SQL Maestro: a framework for ELT development, deployment, and production

Fully supporting the Extract, Load Transform (ELT) Paradigm

SQL_Maestro_White_Paper_May2013

Abstract

ELT – extract, load, and transform – is replacing ETL (extract, transform, load) as the usual method of populating data warehouses. Modern data warehouse appliances and appliance-like systems, such as IBM Pure Data / Netezza, are ideally suited for an ELT environment. SQL Maestro is a framework for ELT development, deployment, and production. SQL Maestro is not an ETL tool that has been repurposed for ELT; rather, it is designed from the ground up with ELT in mind, and fully supports the ELT paradigm. At the same time, SQL Maestro is familiar and easy to learn for developers with experience in traditional ETL tools.

In the beginning…
Data warehousing emerged from the realization that databases that worked well for operational purposes usually did not work well for analytical purposes.

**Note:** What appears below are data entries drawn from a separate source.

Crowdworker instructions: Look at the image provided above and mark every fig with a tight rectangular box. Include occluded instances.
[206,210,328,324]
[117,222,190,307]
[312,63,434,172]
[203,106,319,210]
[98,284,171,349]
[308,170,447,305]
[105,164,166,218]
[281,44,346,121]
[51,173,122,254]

In a bank, for example, one operational database might keep track of customers’ accounts. Another operational database, from a different vendor, and maintained in a different department, contains demographic information about the bank’s customers. A marketing analyst wants to know the average account for customers in a certain demographic category. This is difficult to determine from the operational databases because (1) information from two different vendors’ databases must be combined, and (2) large operations (such as looking at every account balance) put the bank’s operations at risk, since they take computing resources away from the basic business of serving customers.
To address these kinds of problems, banks and other businesses started using data warehouses. Data warehouses collected all of the information needed for analytical tasks into an environment where analysts could do their work without affecting a business’s operations. Data warehouses were periodically refreshed with new information from the operational systems, preferably during times when demand on the operational systems was low, like the middle of the night.